In my last article, I wrote about the need for Social Search — using human intelligence and experience to answer questions that Google and AI cannot answer.
For a social search platform like Proffer (or any system that relies on crowd intelligence) to work and to offer high quality responses**,** there needs to exist a reliable system for evaluating crowd-provided answers — for categorizing answers as better or worse, right or wrong. Without a mechanism to measure ‘correctness’ of an answer, there would be no way to rank or filter the answer space. Furthermore, in a crowdsourcing platform that offers rewards or penalties to encourage responders to participate, there’d be no way to determine which responders to reward, which responders to penalize, and by how much.

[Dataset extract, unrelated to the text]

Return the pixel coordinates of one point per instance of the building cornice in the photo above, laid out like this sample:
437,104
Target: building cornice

Peer review (subjecting an answer to the scrutiny of other experts in the same field) is the traditional approach for assessing crowd inputs. It’s a powerful idea and widely practiced in academia and online communities, but suffers from political manipulation, a lack of granularity/specificity in the measurement of expertise, an ability for reviewers to falsely accumulate expertise, and an unnatural constraint whereby votes from skilled and unskilled reviewers have equal impact on the outcome.
In building Proffer, we sought to create a protocol for decentralized peer review that avoids the pitfalls of traditional peer review and runs on the blockchain, adapting to cover future crowdsourcing and social search use cases on a global scale.
Don’t want to read? Go through the slides for a protocol overview and example.
This article is structured as follows:
Seeker asks a question that he/she wants crowd input on, e.g. “Why is the sky blue?” Seeker optionally backs the question with money (SeekerStake) that will be distributed among correct responders. This SeekerStake seeds an incentive pool called Token Backing Pool. A new token backing pool is created for each question that is asked on the platform.
Responders a.k.a peer reviewers see the question and can either respond with a new answer, or upvote/downvote answers previously submittedby other responders. Counterintuitively, responders must also contribute a stake (ResponderStake) to the Token Backing Pool as an expression of their confidence in their response; this stake is returned to them unless their answer is deemed incorrect (explained below) by the peer review protocol. The requirement of a ResponderStake dis-incentivizes spam and puts responders’ skin in the game.
The protocol keeps track of the “net skill” backing each answer that is added to the answer space. The SkillBacking for an answer is equal to the skill of the responder who first proposed it plus (+) skill of all responders who upvoted it minus (-) the skill of all responders who downvoted it. SkillBacking is a skill-weighted measure of the correctness of an answer at any given point in time.
“Skill” here refers to the very specific / granular skill of the user in the topic being addressed in the question, which in this case can be ‘Physics’ or ‘Optical Phenomenon’. The skill is read from the Global Expertise Bank and written back to it each time it’s updated.
Shown above, five different responders (Joe / Sam / Jenny / Andrea / Brett) contribute five new answers to the question “Why is the sky blue?”, paying Answer Stake into the Token Backing Pool for each answer.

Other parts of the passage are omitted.